画面には、ヴィジュアル系バンドの映像が流れている。
その映像が終わると、鮮やかな緑が映える、武蔵野台美術大学を上空から撮った映像が映し出された。
すぐに、“世界へ!”の文字がカットイン。
各学部の製作風景が画面の上半分で右から左に流れる。
映像がラップするような形で、下半分にはイタリアの工房での作業風景が左から右へ流れるように映し出されている。
スポットで、デザイナー、レオナルドのインタビュー風景が流れ、コメントがインパクトのある文字でカットインしてくる。
“創造”、“技術”、“情熱”、これらの文字が次々にカットインしては消えていく。
その後に、“全ては愛のために…”画面の中央から飛び出すように文字が大きくなっていく。
画面全体が、全て文字と同じ色の真っ白になると次に映し出されたのは、薫と智子が工房で作品を仕上げていく様子だった。
リズミカルに、手際よく、まるでダンスでも踊っているかのように二人は作品作りに没頭している。
カメラが二人の回りを廻りながら捉えた映像がラップしながら映し出されていく。
作品が完成して、床に大の字になって充実した表情の薫と、その場に座り込み天井を見上げる智子の映像が、真上から映し出され、空へとフェードアウトしていく。
場面が変わって、“HIRO”でコーヒーを入れるママの博子の手元が映し出される。
カウンター越しに向かい合う薫と智子。
智子の頬を伝うひと粒の涙がアップで映し出され、薫が智子の耳元に何かをささやく。
その瞬間、智子の表情がさわやかな笑顔に変わっていく。
“別れは終わりではない”の文字がカットイン。
続けて、“そして彼女は旅立つ”の文字がカットイン。
最後に再びカットイン。
“世界へ!”
校門から撮った、武蔵野台美術大学のキャンパスが映し出され、“武蔵野台美術大学春の芸術祭5月26日〜27日”
メディアタワーでは、当日までこの映像を午前七時から夜の八時まで、一時間に一回ずつ、一日に合計14回流すことになっている。
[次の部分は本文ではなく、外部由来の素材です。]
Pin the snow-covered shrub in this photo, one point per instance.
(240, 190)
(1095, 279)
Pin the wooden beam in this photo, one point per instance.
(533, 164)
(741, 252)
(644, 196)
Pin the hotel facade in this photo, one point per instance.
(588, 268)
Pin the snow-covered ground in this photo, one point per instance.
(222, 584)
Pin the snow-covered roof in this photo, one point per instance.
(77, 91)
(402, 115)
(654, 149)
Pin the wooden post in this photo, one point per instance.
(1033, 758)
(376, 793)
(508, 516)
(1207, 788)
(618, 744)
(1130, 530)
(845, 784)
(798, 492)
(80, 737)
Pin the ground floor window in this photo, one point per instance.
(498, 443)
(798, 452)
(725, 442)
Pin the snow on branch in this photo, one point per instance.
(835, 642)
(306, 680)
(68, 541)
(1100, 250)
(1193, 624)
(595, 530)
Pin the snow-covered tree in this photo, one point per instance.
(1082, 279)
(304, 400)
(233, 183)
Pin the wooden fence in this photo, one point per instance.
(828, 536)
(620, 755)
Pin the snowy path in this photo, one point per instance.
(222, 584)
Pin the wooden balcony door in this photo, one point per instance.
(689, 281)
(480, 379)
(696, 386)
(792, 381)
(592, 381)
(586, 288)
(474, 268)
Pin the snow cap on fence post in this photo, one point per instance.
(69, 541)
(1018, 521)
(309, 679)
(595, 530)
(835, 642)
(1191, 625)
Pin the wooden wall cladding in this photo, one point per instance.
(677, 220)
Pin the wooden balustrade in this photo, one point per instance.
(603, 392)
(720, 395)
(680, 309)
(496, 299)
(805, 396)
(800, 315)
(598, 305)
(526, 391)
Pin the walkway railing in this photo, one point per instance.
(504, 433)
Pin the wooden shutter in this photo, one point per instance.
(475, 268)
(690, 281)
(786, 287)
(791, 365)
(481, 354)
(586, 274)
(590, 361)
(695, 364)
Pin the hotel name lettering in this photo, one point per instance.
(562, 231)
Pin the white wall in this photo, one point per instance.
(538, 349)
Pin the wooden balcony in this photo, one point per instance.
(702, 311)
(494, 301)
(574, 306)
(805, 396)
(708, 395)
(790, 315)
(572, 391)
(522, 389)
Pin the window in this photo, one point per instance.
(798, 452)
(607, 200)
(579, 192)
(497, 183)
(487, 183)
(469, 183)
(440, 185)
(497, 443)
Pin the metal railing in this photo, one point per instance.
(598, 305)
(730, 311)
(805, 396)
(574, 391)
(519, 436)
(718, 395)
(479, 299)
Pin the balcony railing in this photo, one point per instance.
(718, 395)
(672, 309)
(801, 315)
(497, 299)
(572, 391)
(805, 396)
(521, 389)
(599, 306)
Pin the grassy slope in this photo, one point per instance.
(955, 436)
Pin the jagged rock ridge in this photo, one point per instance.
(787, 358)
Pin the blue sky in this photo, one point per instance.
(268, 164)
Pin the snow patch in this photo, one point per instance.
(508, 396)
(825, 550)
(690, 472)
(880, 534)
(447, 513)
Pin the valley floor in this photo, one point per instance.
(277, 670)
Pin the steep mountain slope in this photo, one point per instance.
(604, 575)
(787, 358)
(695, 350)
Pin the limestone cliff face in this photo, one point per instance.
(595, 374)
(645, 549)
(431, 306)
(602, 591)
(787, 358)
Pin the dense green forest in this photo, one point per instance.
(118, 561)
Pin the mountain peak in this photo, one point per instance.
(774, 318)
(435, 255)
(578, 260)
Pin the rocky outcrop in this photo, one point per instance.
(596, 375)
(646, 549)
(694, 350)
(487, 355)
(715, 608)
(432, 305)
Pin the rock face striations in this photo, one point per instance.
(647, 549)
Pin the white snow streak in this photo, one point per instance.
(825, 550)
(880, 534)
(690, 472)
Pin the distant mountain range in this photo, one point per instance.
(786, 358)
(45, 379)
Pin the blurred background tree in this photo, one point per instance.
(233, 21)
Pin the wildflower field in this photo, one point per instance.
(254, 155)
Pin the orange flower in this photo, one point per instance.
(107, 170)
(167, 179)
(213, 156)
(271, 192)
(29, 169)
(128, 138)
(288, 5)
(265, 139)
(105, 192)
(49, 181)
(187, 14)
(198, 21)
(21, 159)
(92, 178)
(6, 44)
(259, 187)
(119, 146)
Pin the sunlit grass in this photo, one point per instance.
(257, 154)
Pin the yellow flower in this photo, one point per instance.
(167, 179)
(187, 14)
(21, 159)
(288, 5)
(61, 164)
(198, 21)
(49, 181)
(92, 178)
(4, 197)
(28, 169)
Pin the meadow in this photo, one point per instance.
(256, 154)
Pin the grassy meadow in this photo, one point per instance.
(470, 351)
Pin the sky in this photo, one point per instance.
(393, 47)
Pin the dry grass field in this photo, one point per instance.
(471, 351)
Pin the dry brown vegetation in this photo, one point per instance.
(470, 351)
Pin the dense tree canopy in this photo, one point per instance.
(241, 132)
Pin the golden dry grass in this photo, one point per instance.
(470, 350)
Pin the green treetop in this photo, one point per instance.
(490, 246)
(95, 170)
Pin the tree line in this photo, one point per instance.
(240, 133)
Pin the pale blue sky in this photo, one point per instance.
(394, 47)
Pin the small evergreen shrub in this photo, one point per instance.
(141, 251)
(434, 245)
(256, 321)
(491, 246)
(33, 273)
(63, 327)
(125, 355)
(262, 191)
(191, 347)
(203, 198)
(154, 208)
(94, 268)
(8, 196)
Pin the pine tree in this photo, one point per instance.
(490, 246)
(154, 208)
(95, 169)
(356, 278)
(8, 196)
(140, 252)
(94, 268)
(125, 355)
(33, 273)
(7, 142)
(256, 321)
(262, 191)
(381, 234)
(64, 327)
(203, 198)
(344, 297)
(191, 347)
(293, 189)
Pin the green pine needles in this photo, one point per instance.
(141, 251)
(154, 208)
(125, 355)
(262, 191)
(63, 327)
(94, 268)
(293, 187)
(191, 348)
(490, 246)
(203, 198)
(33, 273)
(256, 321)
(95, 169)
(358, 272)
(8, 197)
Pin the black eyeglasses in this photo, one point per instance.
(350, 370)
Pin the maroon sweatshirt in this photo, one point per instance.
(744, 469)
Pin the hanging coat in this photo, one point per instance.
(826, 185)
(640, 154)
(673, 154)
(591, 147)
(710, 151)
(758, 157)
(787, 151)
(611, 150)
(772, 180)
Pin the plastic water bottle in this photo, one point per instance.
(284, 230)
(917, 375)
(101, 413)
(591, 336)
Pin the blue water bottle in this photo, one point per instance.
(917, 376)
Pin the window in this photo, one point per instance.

沿線の、商店街や街頭テレビなどでも定期的にスポットで映像が流れるようになっている。
地元の武蔵野の森駅前商店街ではポスターが貼られ、バザーに向けてのセールなどが行われていた。

 この日の“HIRO”はいつもに増して、むさ美の学生達で賑わっていた。
店のテレビには、終始、バザーのPRビデオが流れていた。
智子は、忙しそうに厨房とフロアを行ったり来たりしている。
ママの博子は、なぜか何もせずに、カウンターの中でふてくされている。
カウンターには、手前から、薫、亨、司、の順に三人が座っていた。
「驚いたぜ!お前にあんな才能があったとはな。」
亨が、テレビ画面を見ながら呟く。
司も頷いて、何度もPRビデオを見ている。
「本当にすごい。そこにでているのが、俺だなんて信じられない。」
「そうそう、いいわよね。あなた達は。本当に役者さんみたいで…」
ママの博子は、PRビデオが出来るのを心待ちにしていたのだが、届いた作品を見て、がっかりし、今日は朝から機嫌が悪いのだ。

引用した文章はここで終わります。